Lightning Strikes (2009)

Lightning StrikesReviewed by The Foywonder

Starring Kevin Sorbo, David Schofield, Annabel Wright, Todd Jensen, Jarrett “The Defuser” Cripen

Directed by Gary Jones

The main character is the mild-mannered sheriff of a tranquil little town. People start dying mysteriously, victims of a predatory force of nature. Enter a researcher who specializes in this particular field of science and a crusty old hunter of said predator with a past history dealing with such. The mayor wants everything hushed up and doesn’t want to hear any talk of having to cancel the town’s biggest day of tourism. I’m just shocked they didn’t go so far as to have someone utter the line “We’re going to need a bigger lightning rod.”

Given the number of electrocutions, I am also amazed that at no point did anyone make a “Don’t tase me, bro!” joke.

Kevin Sorbo brings his special brand of laid-back performing to the role of a single dad sheriff who should have just been named Guy Everyman. The small town of Roscoe is days away from its annual Pumpkin Festival, which is doubly important for the foppish mayor because auto execs are also coming in to scope out the town with the possibility of it becoming the site of a new manufacturing plant.

All is well until abnormal lightning strikes leave behind a string of “mutilation by high voltage impact” bodies. A storm chaser and his two irritating pupils investigate. Then a mysterious stranger comes to town to conduct his own lightning experiments, and this guy appears to be shock-proof. Electrical burn scarred bodies continue to mount and ominous warnings of more to come follow.

Lightning StrikesA creature exists in the pure electrical energy. The lightning it generates might just electrocute you to death, or you might end up inside a white void within the lightning with the vicious extraterrestrial-looking creature itself. We get a lot of talk about what this monster may be or how it might have come about, but it’s never fully developed as a monstrous entity. The idea is so unique; yet, the monster could almost be written out and the plot turned into a more tried and true natural disaster flick.

I’ve been mostly curious about Lightning Strikes because it was written by David A. Prior, who along with his brother Ted was a staple of the independently-produced, direct-to-video action genre of the early 1990’s. I noticed in the opening credits that the writing credit is co-attributed to long-time Syfy movie producer Philip Roth, a guy I’ve been told in the past has a bad habit of turning creative concepts into cliché-a-thons.
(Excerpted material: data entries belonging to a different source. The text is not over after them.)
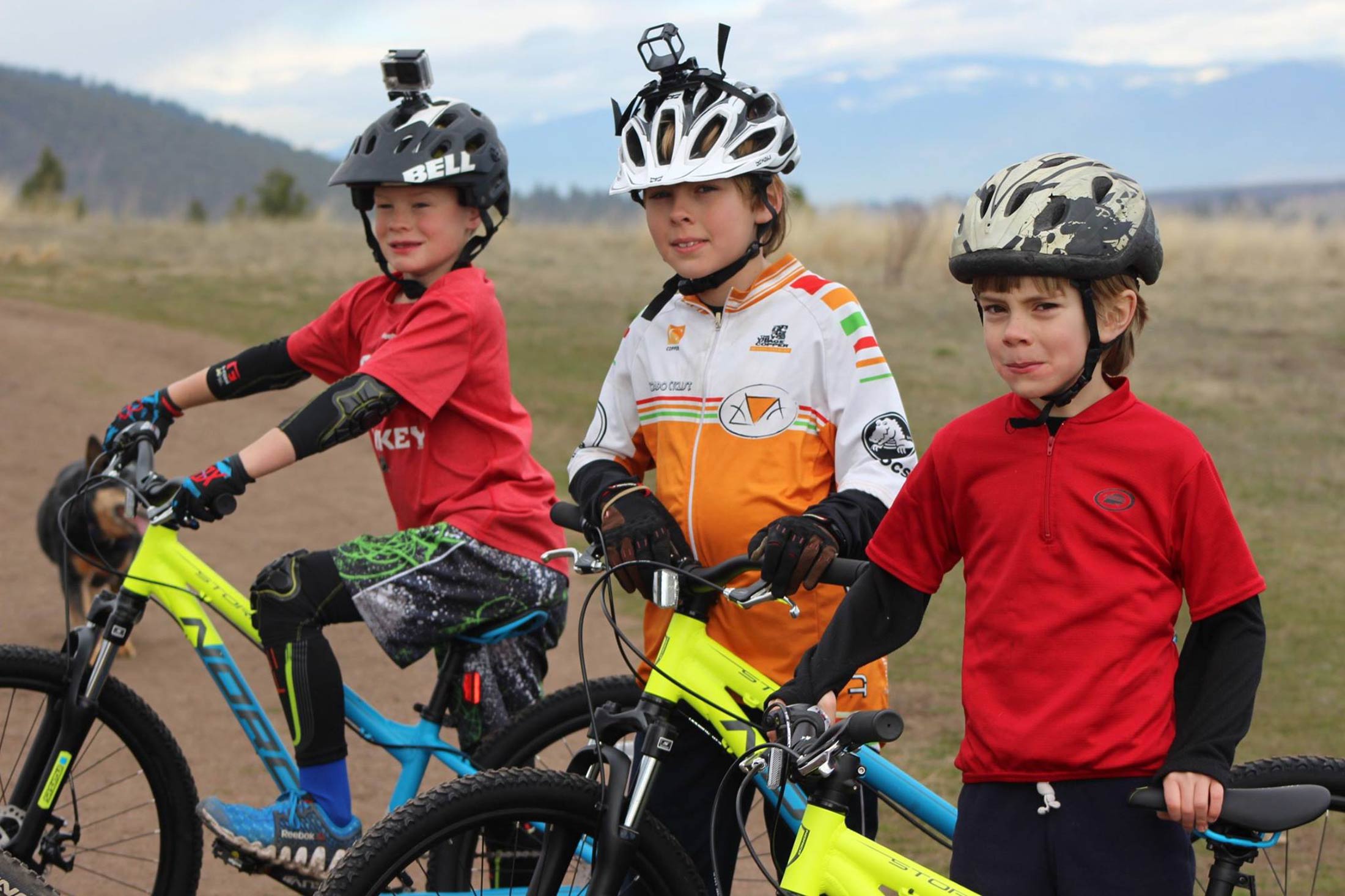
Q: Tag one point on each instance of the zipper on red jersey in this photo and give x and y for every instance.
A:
(696, 444)
(1045, 497)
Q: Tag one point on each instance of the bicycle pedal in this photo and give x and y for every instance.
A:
(252, 865)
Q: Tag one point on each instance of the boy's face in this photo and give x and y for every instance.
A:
(700, 228)
(422, 229)
(1036, 342)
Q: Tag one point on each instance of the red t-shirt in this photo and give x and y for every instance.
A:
(1077, 551)
(456, 447)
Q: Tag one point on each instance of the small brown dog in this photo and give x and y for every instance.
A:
(96, 525)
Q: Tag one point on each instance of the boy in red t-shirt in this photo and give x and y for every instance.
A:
(420, 362)
(1082, 516)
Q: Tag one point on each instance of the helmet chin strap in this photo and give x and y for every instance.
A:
(697, 285)
(1095, 348)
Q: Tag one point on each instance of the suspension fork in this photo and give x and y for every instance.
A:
(61, 733)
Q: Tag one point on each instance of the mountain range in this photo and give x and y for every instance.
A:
(927, 130)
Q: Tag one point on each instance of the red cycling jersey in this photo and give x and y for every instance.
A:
(456, 447)
(1077, 551)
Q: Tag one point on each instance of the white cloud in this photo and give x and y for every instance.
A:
(306, 70)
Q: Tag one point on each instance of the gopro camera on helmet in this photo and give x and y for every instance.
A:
(662, 48)
(407, 73)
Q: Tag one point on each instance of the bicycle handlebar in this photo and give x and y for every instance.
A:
(839, 572)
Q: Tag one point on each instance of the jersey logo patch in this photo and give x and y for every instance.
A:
(1114, 499)
(888, 439)
(774, 341)
(757, 412)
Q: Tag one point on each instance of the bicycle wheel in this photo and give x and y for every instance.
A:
(127, 814)
(18, 879)
(1308, 859)
(486, 833)
(549, 732)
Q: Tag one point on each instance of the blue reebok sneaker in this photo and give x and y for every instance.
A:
(293, 832)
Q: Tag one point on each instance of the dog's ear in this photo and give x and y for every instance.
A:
(92, 452)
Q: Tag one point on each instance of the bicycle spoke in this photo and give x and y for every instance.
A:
(139, 773)
(123, 812)
(115, 880)
(29, 736)
(4, 730)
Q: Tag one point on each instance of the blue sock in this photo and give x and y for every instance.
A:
(328, 785)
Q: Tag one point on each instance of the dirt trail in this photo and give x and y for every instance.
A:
(62, 376)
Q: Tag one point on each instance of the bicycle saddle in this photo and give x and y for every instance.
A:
(1261, 809)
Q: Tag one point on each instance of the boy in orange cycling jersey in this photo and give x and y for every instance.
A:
(419, 361)
(1082, 517)
(755, 389)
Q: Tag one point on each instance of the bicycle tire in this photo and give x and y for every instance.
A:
(18, 879)
(1277, 771)
(451, 816)
(157, 758)
(549, 720)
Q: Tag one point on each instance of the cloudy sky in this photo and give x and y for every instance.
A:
(307, 72)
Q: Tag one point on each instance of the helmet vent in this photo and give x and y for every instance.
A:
(633, 147)
(761, 108)
(1052, 215)
(708, 98)
(709, 134)
(663, 145)
(1019, 197)
(1102, 186)
(761, 141)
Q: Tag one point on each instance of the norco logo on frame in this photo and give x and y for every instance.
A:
(436, 169)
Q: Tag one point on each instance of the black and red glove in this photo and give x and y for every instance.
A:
(638, 526)
(794, 551)
(198, 499)
(158, 408)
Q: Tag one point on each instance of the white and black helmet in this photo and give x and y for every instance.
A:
(1059, 216)
(422, 141)
(691, 125)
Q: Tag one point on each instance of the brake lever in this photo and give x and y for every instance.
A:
(756, 593)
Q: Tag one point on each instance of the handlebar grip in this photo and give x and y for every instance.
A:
(844, 572)
(873, 725)
(568, 516)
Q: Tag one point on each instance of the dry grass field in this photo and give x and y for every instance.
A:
(1246, 346)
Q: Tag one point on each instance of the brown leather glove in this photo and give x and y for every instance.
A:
(638, 526)
(794, 551)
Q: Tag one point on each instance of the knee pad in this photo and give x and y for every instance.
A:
(290, 593)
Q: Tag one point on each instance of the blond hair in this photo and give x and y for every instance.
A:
(1106, 295)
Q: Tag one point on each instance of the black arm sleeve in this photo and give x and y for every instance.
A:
(347, 408)
(257, 369)
(879, 614)
(592, 479)
(1215, 689)
(855, 516)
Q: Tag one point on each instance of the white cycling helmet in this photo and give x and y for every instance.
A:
(1058, 216)
(693, 125)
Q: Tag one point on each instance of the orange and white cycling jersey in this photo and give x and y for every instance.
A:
(750, 416)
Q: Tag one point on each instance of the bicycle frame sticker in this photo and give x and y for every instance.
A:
(54, 780)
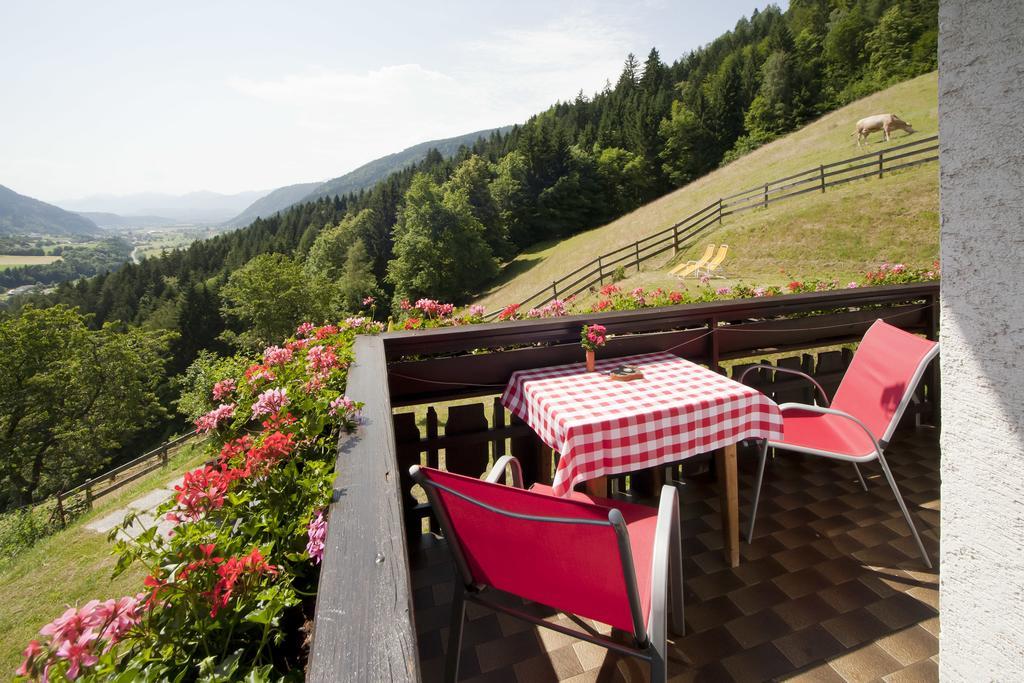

Makes me wonder if he rubber stamped the script to ensure the more intriguing ideas playing into the notion of a supernatural monster lurking inside the lightning remained secondary to all the standard Sci-Fi Channel original movie machinations.

As is often the case, there is entirely too much talky down time between the brief attack scenes until the all-out lightning storm finale, which no doubt sucked up most of the budget. FX guy Gary Jones (Boogeyman 3, Mosquito) manages to make Lightning Strikes into a serviceable little creature cum disaster flick, albeit one without much spark to it until the third act. I dare say Lightning Strikes is a movie perfectly suited for watching on a rainy day.

Lightning Strikes will also be of note to fans of Syfy’s “Who Wants to be a Superhero?” series. Season 2 winner “The Defuser” appears in a small supporting role as part of his grand prize victory. Unlike the Season 1 winner Feedback, who only got a 90-second cameo in Mega Snake during which time he came across as a total spaz, “The Defuser” got an actual role (sort of) playing a goofy deputy who either is “The Defuser” or just a really big fan of his; trust me when I tell you the one scene acknowledging his “Defuser” character is about as contrived as anything you will ever see. At least he gets to save a damsel in distress from a near fatal electrocution.

That beats some of the other police work seen in the film. A small town police deputy calling in his position investigating a lightning victim falls victim himself, and nobody goes looking for him until nearly a day later.